We have shown that a direct correlation exists between transcriptional activation by p53 and its ability to suppress transformation. The wild-type p53 protein, a tumor suppressor, activates transcription. Mutations within the p53 protein that result in loss of the suppression phenotype and gain of transformation ability show no transactivation, which correlates well with the fact that p53 is inactive in the transformed state. Deletion analysis and site-specific mutagenesis of the p53 transactivation domain will help pinpoint the precise sequence involved in transactivation. The evidence that p53 is a tumor suppressor and that it activates transcription also implies that the gene or genes being transactivated should function as suppressors of transformation.
Our data can be modeled in two ways. Wild-type p53 could bind directly to DNA and activate transcription.
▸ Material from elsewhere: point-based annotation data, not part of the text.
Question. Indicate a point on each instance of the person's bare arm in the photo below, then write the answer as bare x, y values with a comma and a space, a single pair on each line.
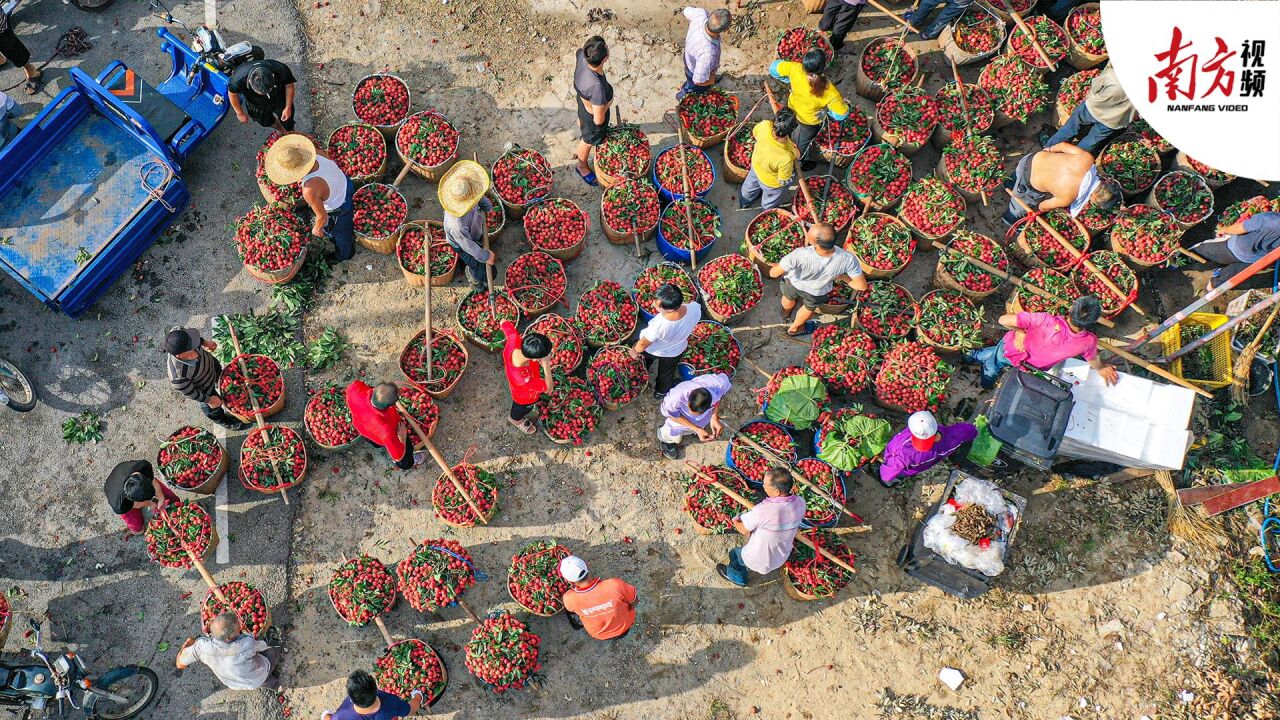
288, 101
236, 105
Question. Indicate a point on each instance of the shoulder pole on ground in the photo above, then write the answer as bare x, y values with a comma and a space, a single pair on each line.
439, 460
749, 505
1266, 260
252, 401
799, 477
1075, 254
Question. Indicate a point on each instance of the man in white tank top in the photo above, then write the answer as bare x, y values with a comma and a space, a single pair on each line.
327, 190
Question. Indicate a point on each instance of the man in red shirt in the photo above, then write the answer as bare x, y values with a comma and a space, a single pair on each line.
604, 609
529, 378
373, 413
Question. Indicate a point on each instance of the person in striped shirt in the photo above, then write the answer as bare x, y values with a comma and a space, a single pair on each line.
193, 372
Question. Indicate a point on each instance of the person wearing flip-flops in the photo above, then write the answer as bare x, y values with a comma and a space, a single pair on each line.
594, 98
13, 50
529, 373
809, 273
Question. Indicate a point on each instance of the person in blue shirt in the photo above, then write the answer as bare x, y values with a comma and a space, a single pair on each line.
366, 702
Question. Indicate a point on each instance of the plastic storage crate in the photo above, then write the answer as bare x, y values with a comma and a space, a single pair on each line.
929, 568
1220, 347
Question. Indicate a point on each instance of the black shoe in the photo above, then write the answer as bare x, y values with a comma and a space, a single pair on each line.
722, 570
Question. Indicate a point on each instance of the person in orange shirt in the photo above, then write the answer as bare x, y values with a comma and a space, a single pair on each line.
604, 609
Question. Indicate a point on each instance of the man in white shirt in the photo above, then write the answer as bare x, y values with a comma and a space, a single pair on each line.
238, 660
666, 336
702, 49
808, 274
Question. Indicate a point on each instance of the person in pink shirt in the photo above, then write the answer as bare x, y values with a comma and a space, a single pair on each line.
769, 528
1043, 340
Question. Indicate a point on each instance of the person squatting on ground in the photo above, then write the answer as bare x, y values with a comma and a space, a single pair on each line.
769, 528
1043, 340
809, 274
839, 18
702, 49
366, 702
375, 417
773, 162
594, 98
528, 374
263, 90
604, 609
325, 188
131, 488
195, 372
237, 659
693, 408
1060, 176
462, 196
812, 96
666, 337
1239, 245
919, 446
1106, 110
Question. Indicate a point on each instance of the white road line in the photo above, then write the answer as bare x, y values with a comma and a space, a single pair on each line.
223, 554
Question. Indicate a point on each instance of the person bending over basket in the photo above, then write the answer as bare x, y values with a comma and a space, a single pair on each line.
1043, 340
809, 273
693, 408
376, 419
528, 374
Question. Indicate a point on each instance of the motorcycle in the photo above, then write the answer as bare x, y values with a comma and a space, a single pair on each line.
17, 393
117, 695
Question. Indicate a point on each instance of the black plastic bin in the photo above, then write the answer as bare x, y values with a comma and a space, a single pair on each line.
929, 568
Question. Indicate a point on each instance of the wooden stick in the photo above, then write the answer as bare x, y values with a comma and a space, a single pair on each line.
964, 110
195, 560
749, 505
1014, 279
1075, 254
1031, 36
439, 460
1111, 346
799, 477
252, 401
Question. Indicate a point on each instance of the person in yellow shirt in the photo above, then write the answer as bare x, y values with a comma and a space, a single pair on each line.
812, 96
773, 162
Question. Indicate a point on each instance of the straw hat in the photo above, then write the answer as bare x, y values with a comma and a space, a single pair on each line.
462, 187
289, 159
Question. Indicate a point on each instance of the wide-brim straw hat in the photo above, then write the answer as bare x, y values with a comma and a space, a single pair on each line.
462, 187
289, 159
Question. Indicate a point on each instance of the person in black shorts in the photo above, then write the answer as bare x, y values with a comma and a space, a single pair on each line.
594, 96
14, 51
263, 90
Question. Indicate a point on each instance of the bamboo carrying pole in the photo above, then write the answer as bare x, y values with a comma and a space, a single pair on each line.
968, 121
439, 460
1031, 36
768, 454
749, 505
195, 560
1110, 346
252, 401
1077, 254
1014, 279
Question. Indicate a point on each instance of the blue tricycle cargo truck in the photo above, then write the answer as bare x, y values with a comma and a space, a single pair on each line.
96, 177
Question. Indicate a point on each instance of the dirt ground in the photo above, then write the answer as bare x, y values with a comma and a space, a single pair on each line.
1098, 615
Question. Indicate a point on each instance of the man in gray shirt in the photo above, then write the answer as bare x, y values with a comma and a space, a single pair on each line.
462, 195
1105, 112
808, 274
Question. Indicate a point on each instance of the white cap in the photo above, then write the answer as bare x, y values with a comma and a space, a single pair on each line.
923, 424
572, 568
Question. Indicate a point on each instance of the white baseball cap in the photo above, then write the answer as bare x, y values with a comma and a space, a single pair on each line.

This model is supported by the fact that p53 contains a basic COOH-terminus and that p53 is known to bind DNA cellulose. An alternative model is one in which p53 does not bind DNA directly but interacts with other proteins that bind DNA. In either case, the two mutations analyzed may have major effects on the conformation of p53, since both of these mutations are no longer recognized by the conformation-dependent p53 monoclonal antibody PAb246 (28). These conformational changes might not allow p53 to dimerize or cooperate with other factors to transactivate expression of other genes.
The observation that p53 is involved in the transcriptional machinery is not totally unexpected. Other proto-oncogene products have been shown to be transcriptional activators. The fos and jun oncogenes form dimers and together activate transcription (30). The myb oncogene, which has similarities to p53, has also been shown to activate transcription (25). In both of these examples, the proto-oncogenes c-fos and c-myb activated transcription as well as their transforming counterparts v-fos and v-myb (16, 25). Thus p53 is a paradigm for the model whereby a tumor-suppressing gene is inactivated by loss of its ability to function as a transcriptional activator.